One of my favorite “casual dining” restaurants announced today that they were looking at strategic alternatives for the company. They need an infusion of capital, but more importantly, they need a better handle on what their brand stands for.

Birthed in the early 1980’s as a mass-market extension of Wolfgang Puck’s famous Spago restaurant, California Pizza Kitchen has always offered an amazing menu with interesting food choices. They championed the wood-burning pizza ovens, and gave us a different dining experience. I’ve never been disappointed.

The problem today is that the brand is simply not memorable. In a crowded marketplace of restaurants offering everything from fast food to full-up fancy menus, CPK has lost that consumer hook. The in-restaurant experience is nice, but not memorable. The menu continues to have amazing food choices, but like a poorly written movie, once you leave the theatre, you really don’t remember much.

CPK should really look carefully at what it stands for, and then build an entire customer experience around that singular nugget. Today, there are so many competing messages in the CPK restaurant; attractive by non-committal interiors, the pizza oven pushed back too far for diners to really “get “ the original roots of their business (California-style pizzas), too big a menu with to many choices and a lost focus on pizza, etc.

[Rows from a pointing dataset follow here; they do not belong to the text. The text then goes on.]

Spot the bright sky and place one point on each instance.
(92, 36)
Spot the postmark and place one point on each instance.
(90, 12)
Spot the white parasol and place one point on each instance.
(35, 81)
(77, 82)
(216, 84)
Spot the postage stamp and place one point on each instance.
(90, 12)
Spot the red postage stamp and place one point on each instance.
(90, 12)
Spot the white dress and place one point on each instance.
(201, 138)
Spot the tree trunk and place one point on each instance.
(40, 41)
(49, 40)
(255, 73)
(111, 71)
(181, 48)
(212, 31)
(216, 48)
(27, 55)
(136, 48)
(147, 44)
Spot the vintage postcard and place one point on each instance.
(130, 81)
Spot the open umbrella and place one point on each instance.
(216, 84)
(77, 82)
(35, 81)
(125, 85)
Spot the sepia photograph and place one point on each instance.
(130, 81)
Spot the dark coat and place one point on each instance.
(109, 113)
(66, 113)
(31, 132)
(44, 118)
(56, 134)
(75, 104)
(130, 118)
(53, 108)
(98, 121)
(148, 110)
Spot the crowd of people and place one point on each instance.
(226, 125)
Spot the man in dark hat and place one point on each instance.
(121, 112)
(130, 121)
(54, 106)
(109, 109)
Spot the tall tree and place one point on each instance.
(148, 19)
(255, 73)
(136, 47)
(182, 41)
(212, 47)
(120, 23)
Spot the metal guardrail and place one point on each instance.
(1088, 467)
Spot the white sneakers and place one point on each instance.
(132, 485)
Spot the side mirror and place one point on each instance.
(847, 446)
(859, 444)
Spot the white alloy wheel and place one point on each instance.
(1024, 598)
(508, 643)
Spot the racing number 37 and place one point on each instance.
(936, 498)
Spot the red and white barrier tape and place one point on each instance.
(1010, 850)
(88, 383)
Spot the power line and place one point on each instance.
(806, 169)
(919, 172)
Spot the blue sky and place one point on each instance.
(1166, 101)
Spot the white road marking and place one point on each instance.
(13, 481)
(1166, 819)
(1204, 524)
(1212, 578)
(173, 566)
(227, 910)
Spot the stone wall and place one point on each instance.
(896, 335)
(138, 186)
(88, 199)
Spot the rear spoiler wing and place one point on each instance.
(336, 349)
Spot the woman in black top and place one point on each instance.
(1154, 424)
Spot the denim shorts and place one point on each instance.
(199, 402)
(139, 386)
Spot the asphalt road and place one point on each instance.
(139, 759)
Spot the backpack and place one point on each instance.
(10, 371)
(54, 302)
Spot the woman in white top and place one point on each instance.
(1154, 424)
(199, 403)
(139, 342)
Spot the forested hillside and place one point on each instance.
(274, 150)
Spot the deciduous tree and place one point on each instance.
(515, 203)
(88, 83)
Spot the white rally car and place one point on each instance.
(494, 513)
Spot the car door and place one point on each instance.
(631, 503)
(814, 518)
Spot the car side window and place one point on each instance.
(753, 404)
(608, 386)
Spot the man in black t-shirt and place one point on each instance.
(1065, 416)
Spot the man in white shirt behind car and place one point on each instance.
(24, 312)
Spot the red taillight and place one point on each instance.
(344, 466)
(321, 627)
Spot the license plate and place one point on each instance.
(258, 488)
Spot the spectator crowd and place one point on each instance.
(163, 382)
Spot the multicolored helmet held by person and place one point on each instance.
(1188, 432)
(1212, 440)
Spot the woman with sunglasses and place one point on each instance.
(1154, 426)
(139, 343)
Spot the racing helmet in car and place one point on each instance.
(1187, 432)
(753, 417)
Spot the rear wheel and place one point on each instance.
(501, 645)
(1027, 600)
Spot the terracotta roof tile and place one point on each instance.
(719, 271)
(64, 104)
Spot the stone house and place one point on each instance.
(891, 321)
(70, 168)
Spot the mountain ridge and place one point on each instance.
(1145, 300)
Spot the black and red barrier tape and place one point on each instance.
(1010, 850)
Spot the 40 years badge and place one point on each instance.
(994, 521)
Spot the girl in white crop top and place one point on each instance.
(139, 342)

When I read about the restructuring today, I ran down to my local CPK for lunch to be sure my impressions were right. By the book, everything was good. Great friendly service, interesting menu, very good food, well-prepared meal, attractive booth, even a nice goodbye from the hostess. To address the “New frugality” as Chris Farrell calls it in his new book The New Frugality, CPK has introduced a “Small Cravings” menu with some really excellent food ideas (I liked the sweet corn tamale ravioli). Yes, they have the rulebook down.

But what CPK continues to lack is a strong brand idea driving everything. They have become “fuzzy” and not as edgy as they once were. So CPK is not as memorable a dining brand and is still not in my frame of consideration.

Let’s save California Pizza Kitchen. Do you have any ideas that might help them become a much more meaningful dining destination? We need them.